Years of appointments for 9-year-old Carter Snyder quickly transitioned to telehealth consultations when COVID-19 hit. Carter had been dealing with complications from tracheoesophageal fistula, a condition where the trachea and esophagus aren’t properly connected.
“They had to do reconstructive surgery internally,” said Carter’s mom, Joanna Snyder. “Basically his reflux was so out of control, but it was silent to him. It took us almost two years to figure out his reflux was coming up his esophagus and sneaking into his trachea and down into his lungs.”
As coronavirus cases rise each day by the thousands and more hospitalizations take place, health officials in Colorado expect telehealth to grow even more.
“It’s actually worked really well, and I think it’s a huge patient satisfier. People are calling and asking if we can do this. It’s been a great way to serve the western part of the state particularly going into winter for those people who it is hard to travel, and they’re doing that during a pandemic,” said Dr. Kristin Shipman with Rocky Mountain Pediatric Surgery.
Surgery to fix the issue was ordered, but that meant more telehealth appointments.
“I love them. I think it was super helpful. For most of our doctors, they’re down in Denver and we’re up in Windsor so it’s at least an hour, hour-and-a-half depending on traffic. If I’m taking him out of school, it’s a whole day affair,” Joanna said.
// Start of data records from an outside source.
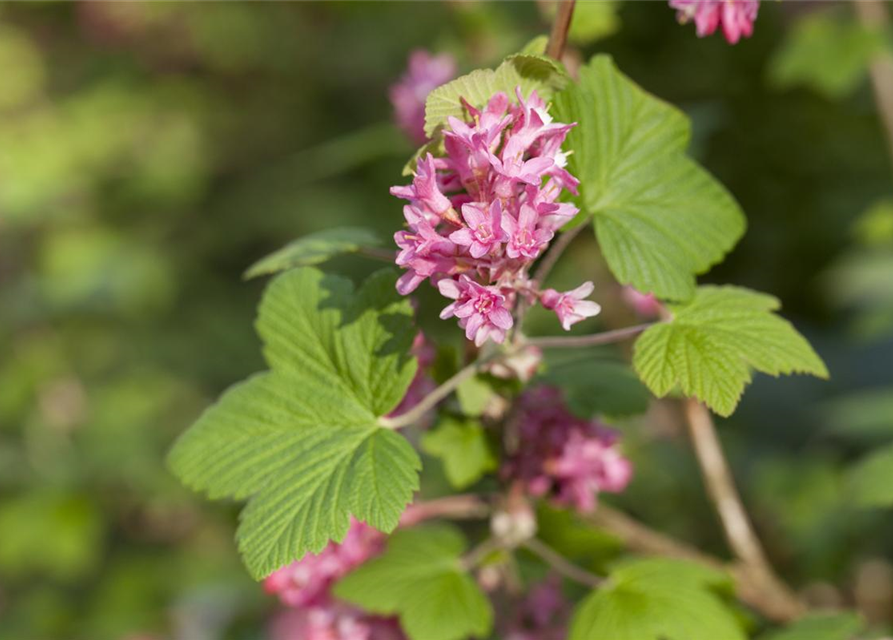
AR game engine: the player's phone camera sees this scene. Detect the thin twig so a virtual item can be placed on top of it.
[533,224,586,286]
[522,538,605,589]
[400,493,492,527]
[546,0,575,60]
[853,0,893,174]
[583,503,804,622]
[684,398,803,617]
[526,322,654,349]
[378,359,487,429]
[357,247,397,264]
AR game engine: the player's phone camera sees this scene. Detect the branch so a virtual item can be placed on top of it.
[853,0,893,171]
[533,223,586,286]
[582,503,804,622]
[378,359,487,429]
[526,322,654,349]
[684,398,804,617]
[400,494,492,527]
[522,538,605,589]
[546,0,575,60]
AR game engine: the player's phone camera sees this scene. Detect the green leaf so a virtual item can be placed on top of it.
[425,53,569,139]
[569,559,745,640]
[422,418,496,489]
[334,525,493,640]
[244,227,381,280]
[169,268,421,578]
[633,286,828,416]
[554,55,745,300]
[769,11,886,98]
[760,612,865,640]
[540,355,651,418]
[849,445,893,507]
[456,376,495,417]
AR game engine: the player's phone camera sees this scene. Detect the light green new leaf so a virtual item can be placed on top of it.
[569,559,746,640]
[849,445,893,507]
[169,268,421,578]
[553,55,745,300]
[422,418,496,489]
[769,11,887,98]
[425,53,569,138]
[760,612,865,640]
[244,227,381,280]
[335,525,493,640]
[633,286,828,416]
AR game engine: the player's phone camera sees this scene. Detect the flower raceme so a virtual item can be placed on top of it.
[391,87,600,346]
[502,386,632,512]
[390,49,456,144]
[670,0,760,44]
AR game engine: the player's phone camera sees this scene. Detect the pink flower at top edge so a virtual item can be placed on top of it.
[670,0,760,44]
[390,49,456,145]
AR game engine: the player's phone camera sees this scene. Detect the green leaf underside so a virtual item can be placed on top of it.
[169,268,421,578]
[760,612,865,640]
[540,356,651,418]
[425,53,569,138]
[633,286,828,416]
[849,445,893,507]
[553,55,745,300]
[244,227,381,280]
[422,418,496,489]
[568,559,746,640]
[334,525,493,640]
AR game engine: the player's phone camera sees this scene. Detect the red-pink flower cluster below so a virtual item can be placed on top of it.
[264,519,405,640]
[391,87,600,346]
[670,0,760,44]
[503,386,632,513]
[390,49,456,144]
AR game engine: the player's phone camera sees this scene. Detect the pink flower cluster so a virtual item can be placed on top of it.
[264,520,405,640]
[390,49,456,144]
[389,331,437,417]
[670,0,760,44]
[391,87,600,346]
[503,386,632,512]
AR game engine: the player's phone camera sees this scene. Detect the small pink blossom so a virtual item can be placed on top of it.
[540,282,602,331]
[437,275,513,346]
[450,200,507,258]
[264,519,384,607]
[502,387,632,512]
[670,0,760,44]
[502,204,555,260]
[390,49,456,144]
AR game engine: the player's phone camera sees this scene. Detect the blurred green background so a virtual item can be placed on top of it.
[0,0,893,640]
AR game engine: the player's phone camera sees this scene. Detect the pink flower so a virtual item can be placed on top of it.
[450,200,507,258]
[264,519,384,607]
[670,0,760,44]
[270,603,406,640]
[390,49,456,144]
[502,204,555,260]
[540,282,602,331]
[502,387,632,512]
[620,286,663,318]
[437,275,513,346]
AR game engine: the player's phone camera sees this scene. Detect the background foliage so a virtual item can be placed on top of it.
[0,0,893,640]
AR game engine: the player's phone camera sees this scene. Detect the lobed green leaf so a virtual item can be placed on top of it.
[334,525,493,640]
[633,286,828,416]
[169,268,421,578]
[553,55,745,300]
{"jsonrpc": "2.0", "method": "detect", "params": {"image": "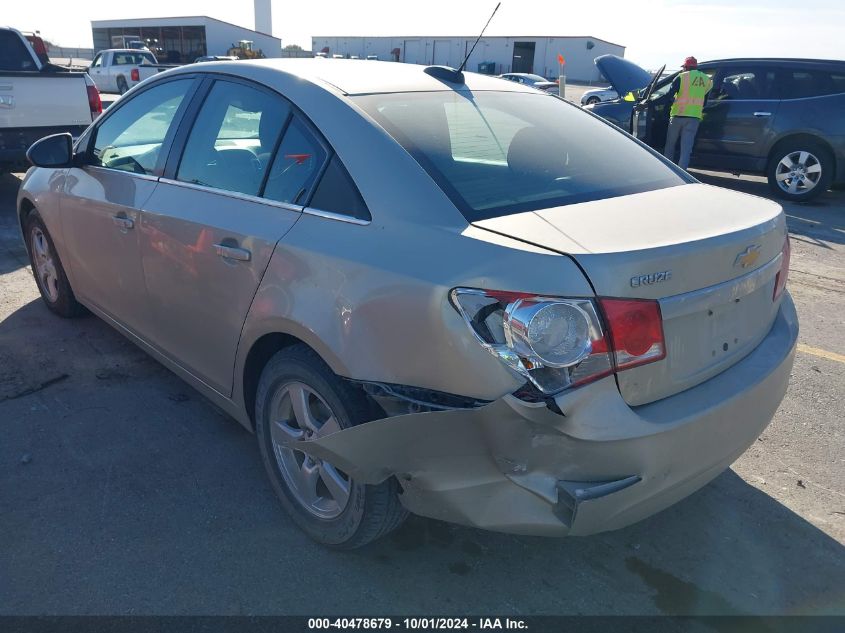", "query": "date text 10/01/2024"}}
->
[308,617,528,631]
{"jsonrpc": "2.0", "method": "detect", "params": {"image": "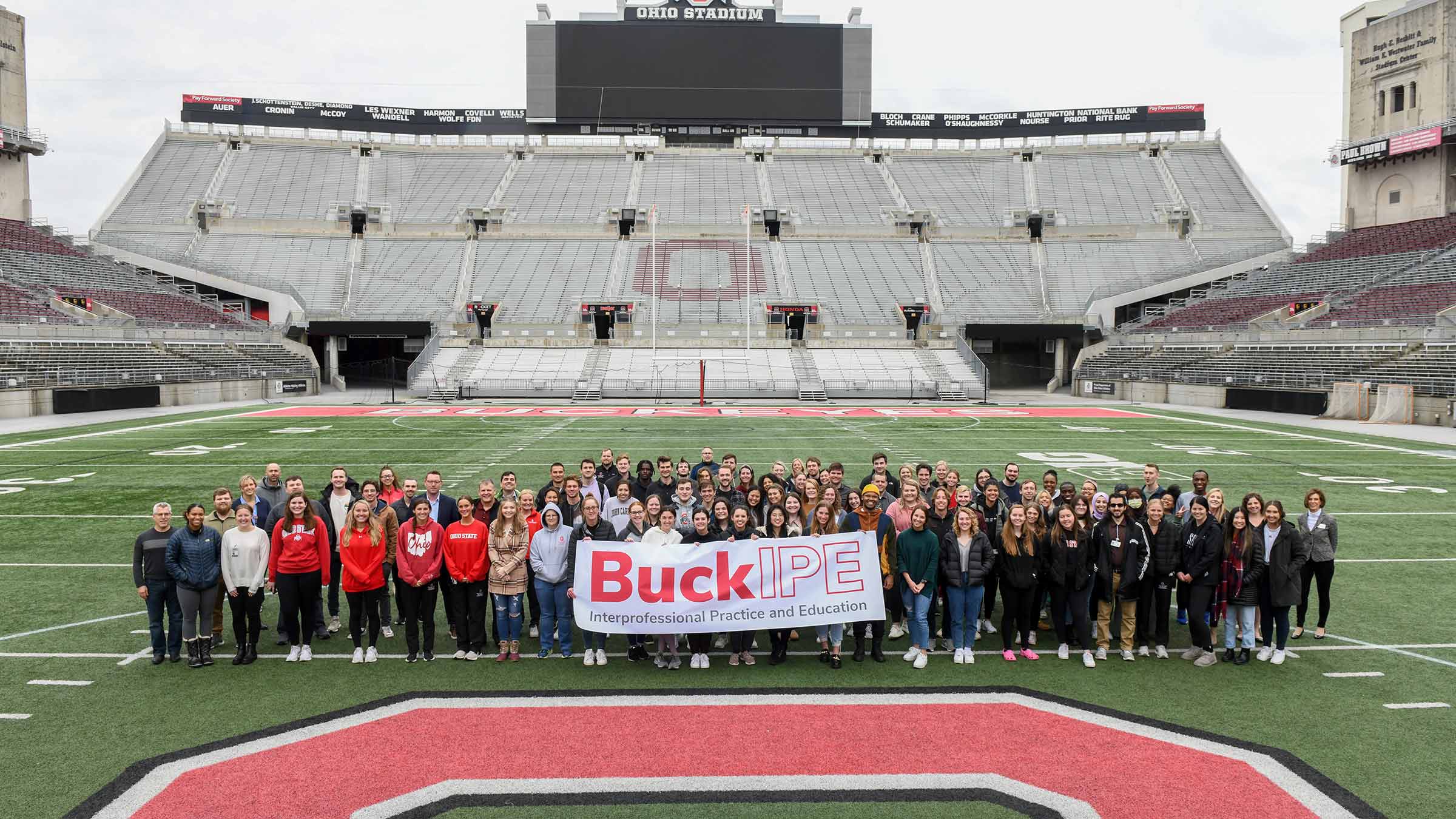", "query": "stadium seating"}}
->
[638,152,763,224]
[368,149,507,223]
[783,240,928,326]
[1033,152,1172,224]
[1164,146,1274,231]
[502,153,632,224]
[218,141,358,218]
[767,153,897,224]
[1295,216,1456,262]
[889,155,1026,228]
[109,137,223,224]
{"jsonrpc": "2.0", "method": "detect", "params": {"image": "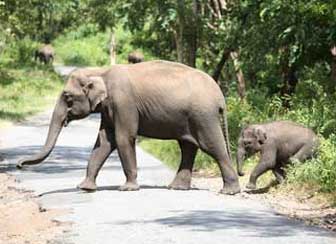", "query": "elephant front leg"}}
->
[117,136,139,191]
[246,150,276,190]
[78,122,116,191]
[168,141,198,190]
[273,166,285,184]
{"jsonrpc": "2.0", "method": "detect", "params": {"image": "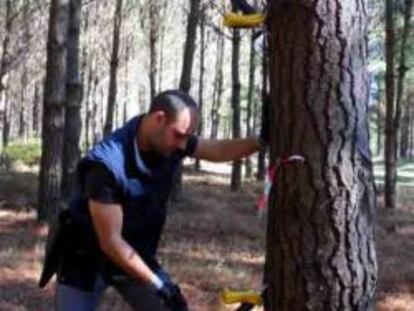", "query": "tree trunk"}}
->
[62,0,82,199]
[265,0,377,311]
[231,29,242,191]
[257,37,269,181]
[171,0,200,201]
[0,0,13,128]
[195,7,206,171]
[149,1,160,102]
[384,0,397,209]
[179,0,200,93]
[38,0,69,221]
[210,33,225,139]
[394,0,413,158]
[32,83,40,137]
[103,0,122,136]
[245,33,256,178]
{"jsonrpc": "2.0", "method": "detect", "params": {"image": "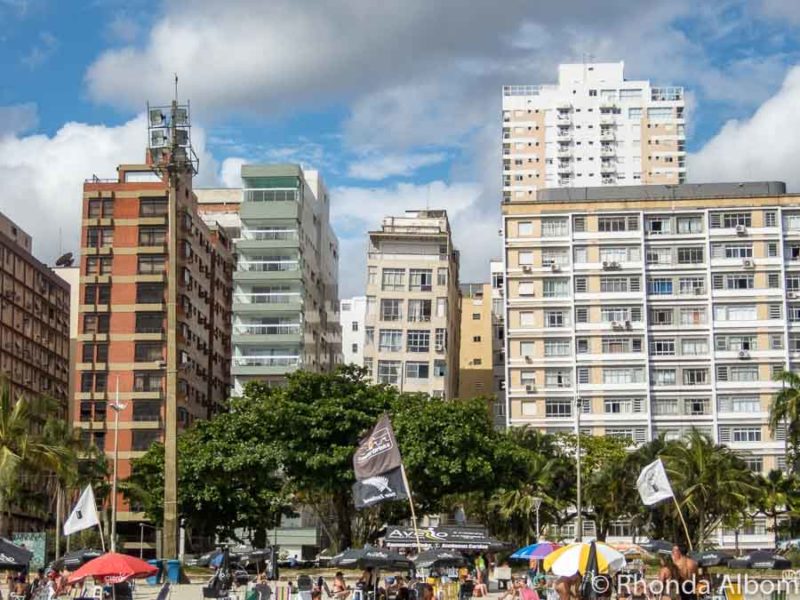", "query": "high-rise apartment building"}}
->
[364,210,461,398]
[0,213,70,531]
[339,296,367,367]
[503,62,686,202]
[73,159,233,552]
[196,164,341,393]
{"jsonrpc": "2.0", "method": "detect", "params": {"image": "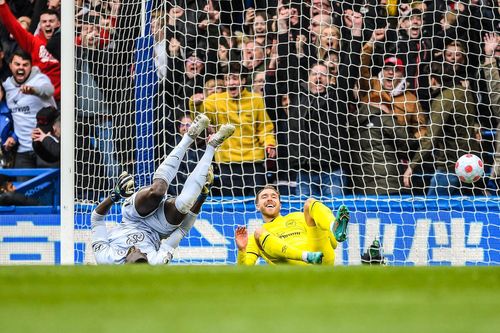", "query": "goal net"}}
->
[71,0,500,265]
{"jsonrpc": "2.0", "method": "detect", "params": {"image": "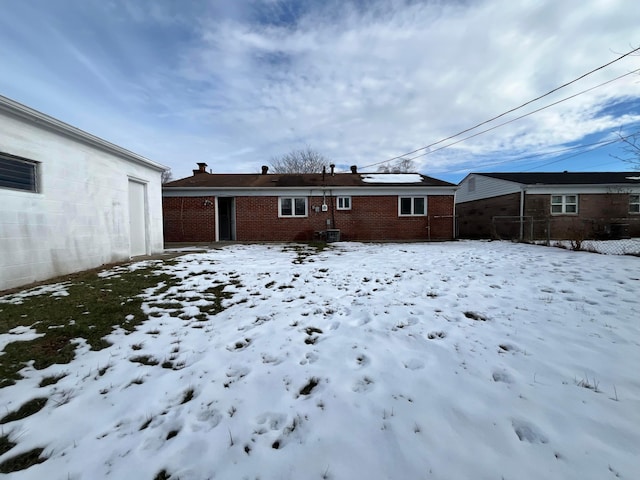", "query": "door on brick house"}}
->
[129,179,147,257]
[218,197,236,241]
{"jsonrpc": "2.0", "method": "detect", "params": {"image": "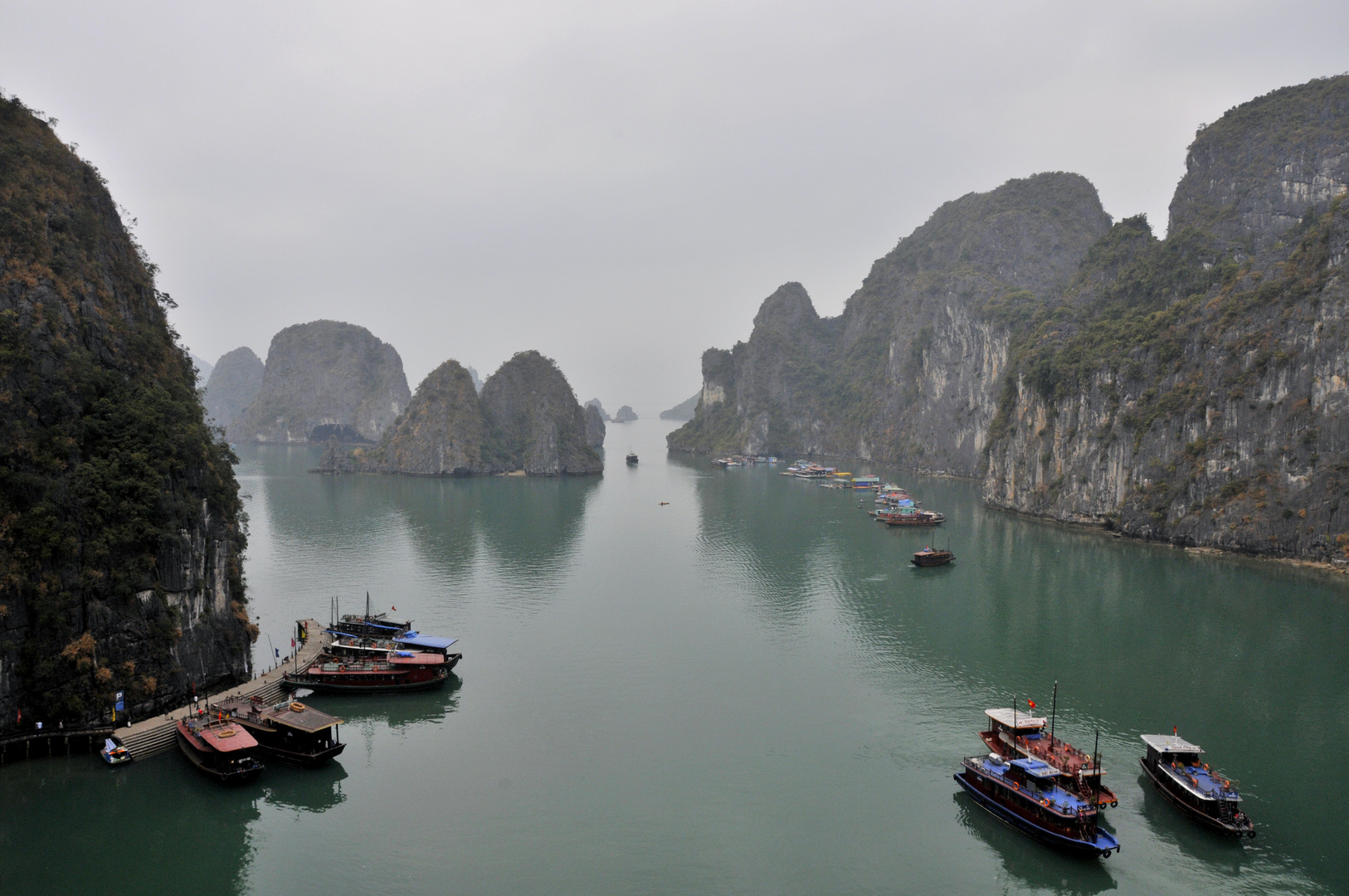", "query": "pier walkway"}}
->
[119,620,334,760]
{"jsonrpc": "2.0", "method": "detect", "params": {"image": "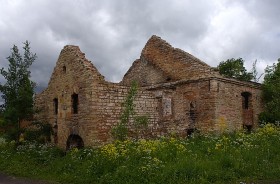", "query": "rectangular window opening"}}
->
[72,93,79,114]
[53,98,58,115]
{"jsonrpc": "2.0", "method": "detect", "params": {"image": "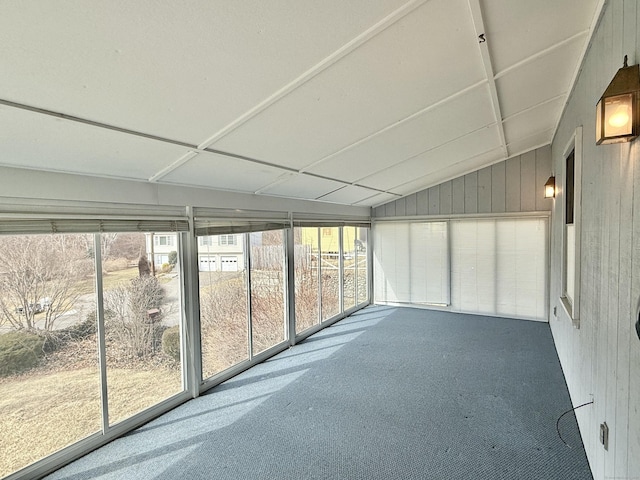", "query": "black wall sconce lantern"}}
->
[596,55,640,145]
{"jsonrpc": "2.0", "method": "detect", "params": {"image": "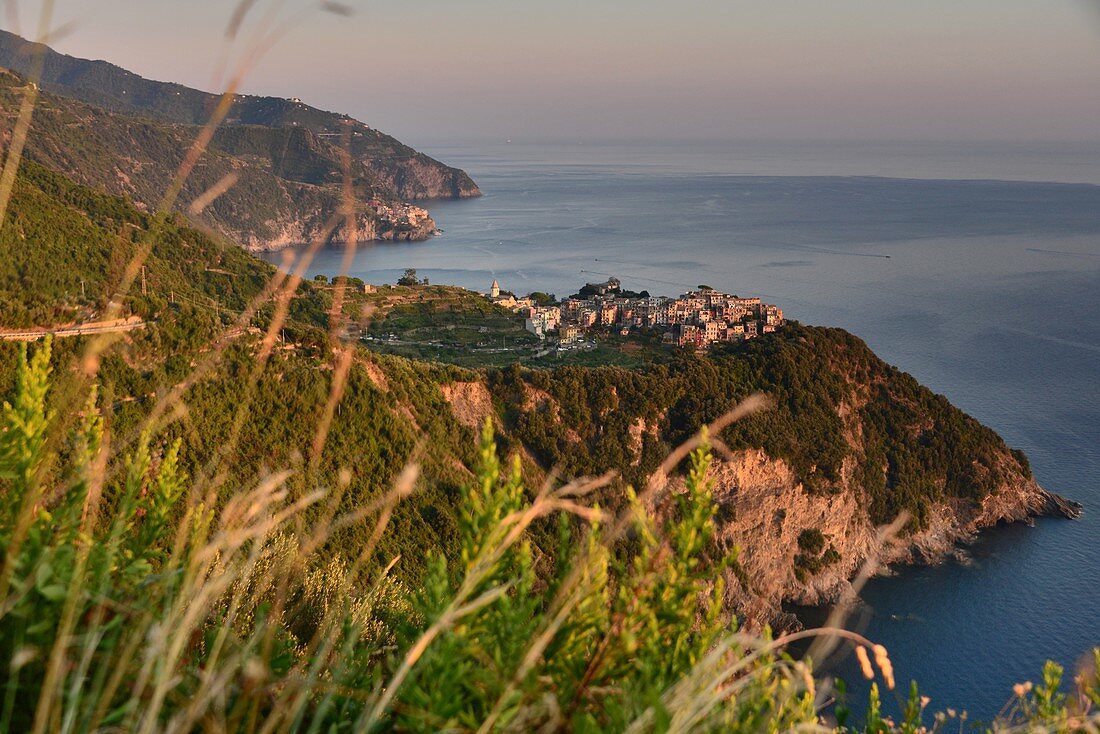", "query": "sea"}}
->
[271,141,1100,721]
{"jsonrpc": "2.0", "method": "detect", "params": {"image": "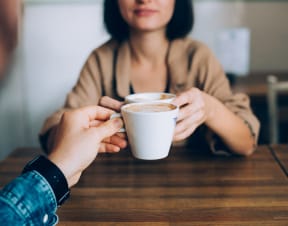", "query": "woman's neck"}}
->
[129,32,169,65]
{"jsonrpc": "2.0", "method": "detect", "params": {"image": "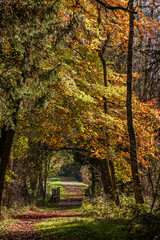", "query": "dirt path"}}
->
[0,179,84,240]
[0,210,77,240]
Shipman says people have less contact with strangers in a clinic and are more relaxed being in a comfortable place during consultations.
“Particularly with surgery I’ve found the people are a little less nervous, a little bit more at ease. I have fun because I get to see them at home in their own environment.”
As flu season begins and the pandemic continues, it’s believed telehealth will become even more prevalent.
“I think it’s been a great way to serve patients. I hope it doesn’t go away,” Shipman said.